The trick for me is whether, like China, Nigeria will grow its own industry,
or like say, Bangladesh, where the long-term prospects continue to be mostly
external exploitation.

This depends on so many things, such as how property and capital are treated
culturally, whether there's a strong entrepreneurial or self-directed
narrative.

Then there's the possibility that the investments themselves may not be
honored. There's been a history of countries electing leaders that kick out
foreign investors and seize the land, factories, and industries.

This is especially an issue, because I'd expect return in a Lagos investment,
if it were to come, to be big but on a 5-15 year scale, not 12-18 month. I
think I've got only 1 holding at most, in my portfolio that I've had for 15
years. Committing to Lagos for that time period just sounds like a trip to
Vegas. In the world of investment, I'm on the 80% 2nd wave on this for sure.

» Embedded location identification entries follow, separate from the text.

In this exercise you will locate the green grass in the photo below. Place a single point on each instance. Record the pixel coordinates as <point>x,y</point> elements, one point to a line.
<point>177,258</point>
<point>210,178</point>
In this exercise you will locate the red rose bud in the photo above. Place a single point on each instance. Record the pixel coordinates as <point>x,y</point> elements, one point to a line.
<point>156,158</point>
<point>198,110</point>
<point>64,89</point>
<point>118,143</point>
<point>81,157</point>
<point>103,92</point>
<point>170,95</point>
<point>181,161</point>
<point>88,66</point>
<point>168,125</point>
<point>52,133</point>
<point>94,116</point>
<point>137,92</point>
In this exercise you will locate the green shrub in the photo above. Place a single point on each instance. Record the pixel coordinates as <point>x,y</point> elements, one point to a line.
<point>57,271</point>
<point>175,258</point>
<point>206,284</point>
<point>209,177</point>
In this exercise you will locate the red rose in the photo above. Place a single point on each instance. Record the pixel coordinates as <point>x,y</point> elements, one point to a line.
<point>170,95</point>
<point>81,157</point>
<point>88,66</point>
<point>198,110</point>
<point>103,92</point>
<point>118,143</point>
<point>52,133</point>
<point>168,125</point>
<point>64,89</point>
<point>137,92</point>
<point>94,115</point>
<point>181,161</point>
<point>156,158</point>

I really want Lagos to succeed, but I have too much internal FUD about it to
put my money where my mouth is.

* "Anti-capitalism" here is meant to mean that I am skeptical and overly-pessimistic of the systemic process of capitalism and view it as an unstable, irresponsible, and unfair system. I think most of the promises are a particular kind of fiction and invest according to my perception of the reality. My portfolio return is within a std dev of the s&p ... so no magic here.